RAGBRAI Riders Rolling into Coralville
By Gregg Hennigan, Reporter
CORALVILLE, Iowa – Many RAGBRAI riders go at a leisurely pace, taking in the pass through towns, eating – and perhaps drinking – along the way.
Not Richard Varn.
“I’d hurl if I stopped and ate a pork chop in the morning,” the 53-year-old said.
So Varn, who lives in Des Moines and grew up on Solon, left Grinnell at 5 a.m. Friday and biked the 75-mile route straight to Coralville. He was one of the first RAGBRAI participants in town, arriving about 9:20 a.m. even after losing time to a broken spoke.
More than 10,000 other riders were expected to follow him as Coralville serves as the last overnight stop on the weeklong bicycling trip across Iowa. RAGBRAI finishes Saturday in Davenport.
RAGBRAI headquarters is at S.T. Morrison Park in the heart of town, which has effectively become a large campground.
Riders will enter the park on Eighth Street by crossing under two arches of a structure resembling the brick facade of Kinnick Stadium, home of the Iowa football team. A Herky the Hawk statue is at the entrance.
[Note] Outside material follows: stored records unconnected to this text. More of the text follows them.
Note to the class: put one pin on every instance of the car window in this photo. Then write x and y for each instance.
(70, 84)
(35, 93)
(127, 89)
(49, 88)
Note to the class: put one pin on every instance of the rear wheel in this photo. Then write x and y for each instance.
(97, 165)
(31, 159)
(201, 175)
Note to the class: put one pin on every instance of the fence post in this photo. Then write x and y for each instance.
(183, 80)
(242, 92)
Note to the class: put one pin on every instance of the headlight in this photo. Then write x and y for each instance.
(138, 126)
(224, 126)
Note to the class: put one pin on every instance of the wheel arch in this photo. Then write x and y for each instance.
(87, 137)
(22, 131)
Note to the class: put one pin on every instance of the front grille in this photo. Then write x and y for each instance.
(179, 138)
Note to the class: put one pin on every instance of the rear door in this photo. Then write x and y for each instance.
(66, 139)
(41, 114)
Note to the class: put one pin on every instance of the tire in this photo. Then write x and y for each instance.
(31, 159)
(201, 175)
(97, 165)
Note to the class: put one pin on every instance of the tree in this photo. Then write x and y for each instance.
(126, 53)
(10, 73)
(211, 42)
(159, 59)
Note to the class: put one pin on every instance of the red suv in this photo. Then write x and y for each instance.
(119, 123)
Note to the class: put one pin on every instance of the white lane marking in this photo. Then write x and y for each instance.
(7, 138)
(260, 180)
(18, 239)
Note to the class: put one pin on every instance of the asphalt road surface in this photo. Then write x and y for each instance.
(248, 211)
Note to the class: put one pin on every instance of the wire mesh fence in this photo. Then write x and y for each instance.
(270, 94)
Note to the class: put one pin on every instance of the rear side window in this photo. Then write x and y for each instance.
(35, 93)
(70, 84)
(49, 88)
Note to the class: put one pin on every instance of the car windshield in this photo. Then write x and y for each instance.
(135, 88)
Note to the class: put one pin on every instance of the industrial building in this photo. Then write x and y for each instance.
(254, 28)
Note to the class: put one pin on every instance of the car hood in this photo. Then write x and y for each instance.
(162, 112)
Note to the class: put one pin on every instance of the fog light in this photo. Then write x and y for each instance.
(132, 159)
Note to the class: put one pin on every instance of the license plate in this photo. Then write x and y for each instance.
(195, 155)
They’ll then travel over a 30-yard “field” that is Eighth Street painted green and striped with yard and hash marks. There are also black and gold end zones, one saying “Coralville” and the other “Hawkeyes.”
A large recreational vehicle that should have been passing through the mini Kinnick hit the structure and popped out one of the panels this morning, but it was repaired quickly and before any cyclists arrived.
Coralville is host of RAGBRAI’s inaugural college spirit day, and a community known for its love of the Hawkeyes will have to accept seeing more Iowa State red that it probably cares to, plus the colors of the University of Northern Iowa, Drake University and others.
Sarah Dorman, a 32-year-old from Carroll in west-central Iowa, wore a red Iowa State baseball cap. She joked with someone that she should probably take it off, but it stayed on her head.
“It will be OK. I’m not scared,” she said.
Shawna Colvin of Tiffin came out with her three young boys. They were all dressed in Hawkeye gear, including 7-week-old R.J. Six-year-old Jack and Riley, 3, played on the street-turned-football field before the cyclists arrived.
“It’s pretty cool,” said Jack, who wore a black No. 32 jersey.
Counting riders, support crews and area residents who come for the festivities, more than 20,000 RAGBRAI-related visitors are expected here today, which would surpass Coralville’s population of 19,000.
Organizers have been planning for this day since February, said Laurie Haman, vice president of the Iowa City/Coralville Area Convention and Visitors Bureau. About 500 volunteers are working the event, and 200 homes are hosting riders.
All 32 Coralville police officers are working today, Chief Barry Bedford said. Six reserve sheriff’s deputies and two Iowa State Patrol troopers will help tonight, and area law enforcement will monitor intersections on the RAGBRAI route today and Saturday, he said.
In three previous Coralville RAGBRAI stops, the last being in 2006, no one associated with RAGBRAI has been arrested, Bedford said. Just a few locals.
All the visitors also mean business for the area. Hotels have been sold out for months. About 24 food vendors and 14 non-food vendors are in the park selling clothing, offering massages and cooking pizza, grilled items, sandwiches and even Mexican food.
Jerry Sweeting of Jerry and Margie’s Catering in Riverside brought 1,100 bratwursts, rib-eye sandwiches, hamburgers and hotdogs. He’d like to sell 1,000 of them but said having fun is another reason he came.
“It’s just enjoyable to see everybody’s get ups and what they wear,” he said.
Cheba Hut, known for its marijuana-themed menu, has a tent carrying its slogan, “Where the only thing fried is an occasional customer.”
Some of the sun-baked riders who have reported that this week has been hot and hilly might disagree.